EQM: How do you see the Indian economy performing in the current year in light of reforms undertaken in the budget?
Mr Mahesh:The budget has got an impact on the long-term performance, which are relevant to the economy. The current year performance as far as the budget is concerned has two three ways in which it will impact the economy. One is through its direct and indirect tax proposals. Two is through its expenditure plans and I think the tax proposals have not been so dramatic that it will have a major impact on the economy in the coming years performance. They are placid. Has there been a significant rise or decline in tax rates, then it would have notable effect on the economy. There are small increases in customs duty, which are unfortunate. For the rest, taxation is ambivalent for the coming years economic performance.
So far as the government spending is concerned, they have budgeted an 11.8% growth in govt. spending in this year, which is higher than last year and it is higher than the year before as well. But still kind of average because in the preceding three to four years, we have seen an average growth in expenditure of around 15%-20%. When govt. spending increases, it clearly leads to a rise in demand in the economy. It does not matter whether it is planned expenditure, non-plan expenditure or capital expenditure. The govt. estimate for the next year is neither too high nor too low to lead to a change in demand. So, the economy will not get impacted in a very great way - negatively or positively in the coming year. But in the long run, I think it is a great budget.

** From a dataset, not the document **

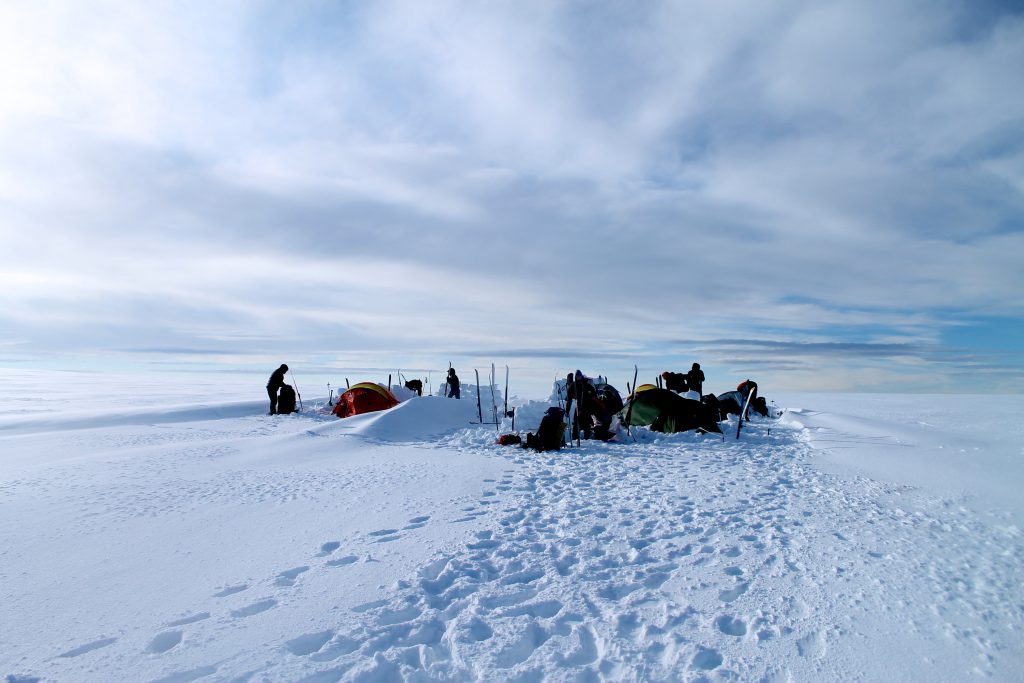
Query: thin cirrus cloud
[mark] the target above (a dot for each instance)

EQM: If we were consider the Indian economy, more than 50% is led by services sector whereas industrial sector contributes just 27%. How do you see this business mix?
Mr Mahesh:Yes, India has grown faster as a service economy. I believe that we have not yet exploited opportunities in the agriculture sector yet. So we are basically skipping the industrial revolution all together and moving into the service based economy. It is fine for a country like Luxemburg, Belgium and even Singapore. But for a country with more than 70% of the population still dependent on agriculture and the industrial sector is very important from the employment point of view, I think services growth in good. But we certainly need to pump up growth in agriculture and industry.
EQM: Could the government have done something in the budget to address the issues in the agriculture and the industrial sector?
Mr Mahesh:Yes, it could have been more imaginative. I am sure that there is enough scope for doing that. Partly, the Finance Minister has said that the expenditure reforms committee is looking into these issues for re-aligning the government spending. I think he said it in the Xth plan that all schemes would be re-thought out. I think this is very important as there are too many schemes being run too inefficiently. So, we need to consolidate the govt. spending to something more useful and something more efficient.
On the infrastructure front, I think the government needs to spend more and it needs to spend itself. Private sector participation is fine. I think the plan outlays for NTPC, HPCL and other PSUs should be increased to help them increase production and productivity.